Many parents of young children have vague (and sometimes not so pleasant) memories of studying Physics during their high school years. These same parents with their somewhat patchy memories of what matter and energy are, and how these “Physics things” interact, would be astounded to learn that their kindergarten-age children are in fact ready to study Physics. But isn’t Physics terribly complex with lots of formulae, obscure calculations, and plenty of abstract concepts to glue it all together? How can a kindergarten-age child possibly study Physics?
Marxen in her article “Push, Pull, Toss, Tilt, Swing: Physics for Young Children”, explores the role of Physics in the learning process and problem-solving skill development of young children. Marxen comments that there are “similarities between how children think and learn and how scientists work. Children, like scientists, are theory builders. When children are allowed to construct knowledge by acting on their environment, they expand their understanding, which in turn contributes to their intellectual development.” So your children are little rocket scientists in disguise, how exactly are they learning and building these theories?
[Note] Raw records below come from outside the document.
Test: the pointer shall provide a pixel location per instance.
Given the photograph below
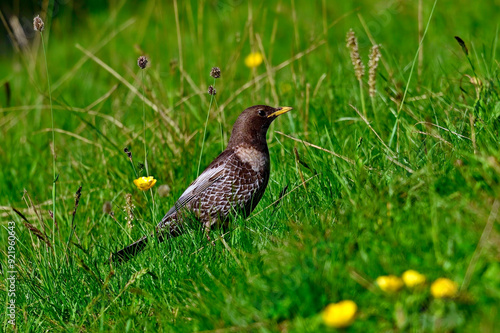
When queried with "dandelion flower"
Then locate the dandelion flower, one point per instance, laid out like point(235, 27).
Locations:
point(389, 283)
point(145, 183)
point(253, 60)
point(413, 278)
point(444, 288)
point(340, 314)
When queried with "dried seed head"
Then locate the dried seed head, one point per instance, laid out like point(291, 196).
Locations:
point(211, 90)
point(352, 45)
point(215, 72)
point(372, 69)
point(142, 62)
point(163, 190)
point(78, 195)
point(38, 24)
point(107, 208)
point(128, 152)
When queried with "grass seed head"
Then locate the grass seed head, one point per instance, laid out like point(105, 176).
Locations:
point(352, 45)
point(163, 190)
point(142, 62)
point(128, 152)
point(107, 208)
point(38, 24)
point(211, 90)
point(372, 69)
point(215, 72)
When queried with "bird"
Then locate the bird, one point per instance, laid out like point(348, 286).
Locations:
point(233, 183)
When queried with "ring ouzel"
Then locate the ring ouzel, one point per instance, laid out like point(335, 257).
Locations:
point(234, 181)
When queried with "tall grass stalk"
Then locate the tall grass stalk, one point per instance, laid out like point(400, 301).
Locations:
point(205, 130)
point(54, 178)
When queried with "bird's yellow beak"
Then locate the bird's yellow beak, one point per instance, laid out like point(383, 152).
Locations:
point(279, 111)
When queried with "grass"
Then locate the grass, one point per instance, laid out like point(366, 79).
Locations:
point(352, 211)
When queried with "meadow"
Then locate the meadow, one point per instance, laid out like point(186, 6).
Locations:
point(364, 183)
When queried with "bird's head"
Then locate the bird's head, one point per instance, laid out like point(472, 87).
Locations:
point(252, 124)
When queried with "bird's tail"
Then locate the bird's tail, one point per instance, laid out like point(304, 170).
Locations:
point(130, 251)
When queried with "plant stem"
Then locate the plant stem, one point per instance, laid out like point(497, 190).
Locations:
point(54, 179)
point(361, 95)
point(144, 126)
point(205, 131)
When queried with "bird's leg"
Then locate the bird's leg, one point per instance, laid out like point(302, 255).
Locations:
point(207, 234)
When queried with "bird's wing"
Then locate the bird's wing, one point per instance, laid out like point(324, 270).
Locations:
point(212, 174)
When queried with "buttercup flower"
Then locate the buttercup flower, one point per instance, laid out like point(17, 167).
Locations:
point(389, 283)
point(38, 23)
point(340, 314)
point(145, 183)
point(254, 59)
point(444, 288)
point(413, 278)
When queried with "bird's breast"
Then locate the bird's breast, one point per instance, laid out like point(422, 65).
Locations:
point(258, 160)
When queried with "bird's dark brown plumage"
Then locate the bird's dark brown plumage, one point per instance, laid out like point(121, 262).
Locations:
point(234, 182)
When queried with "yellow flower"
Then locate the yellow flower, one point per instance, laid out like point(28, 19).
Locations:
point(254, 59)
point(444, 288)
point(340, 314)
point(145, 183)
point(389, 283)
point(413, 278)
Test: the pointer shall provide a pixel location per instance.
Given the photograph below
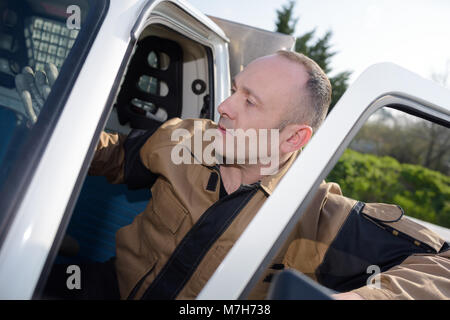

Marxen explains that young children’s Physics experiences usually involve the movement of objects. For most parents and teachers, “movement of objects” is synonymous with play. The action is primary and the observation is secondary. Children typically make discoveries about matter and energy through creative play and simple discovery activities in the classroom and at home. For example, something as simple and inexpensive as some small balls and a few sheets of cardboard (that can be folded into ramp-like structures of varying steepness) can invite children to explore concepts that will only be translated into detailed formulae and complex concepts many years down the road for them. Playing and learning to ask the question “why does that happen” gives these children the opportunity to acquire valuable learning experience. This experience can be built upon to create a practical knowledge base which will later provide a sturdy foundation to which more complex, abstract Physics knowledge can easily be added.
Are kindergarten children too young to study Physics? Absolutely not! Teachers and parents alike can introduce young children to Physics discovery and learning with play-based activities without fear that the children may be overwhelmed or turned off Physics. Plan playtime or classroom activities that focus on getting the children to experiment and make observations about the world they live in, and you will be well on your way to stimulating a life-long interest in, and appreciation for Physics.
 Carol E. Marxen; Childhood Education, Vol. 71, 1995.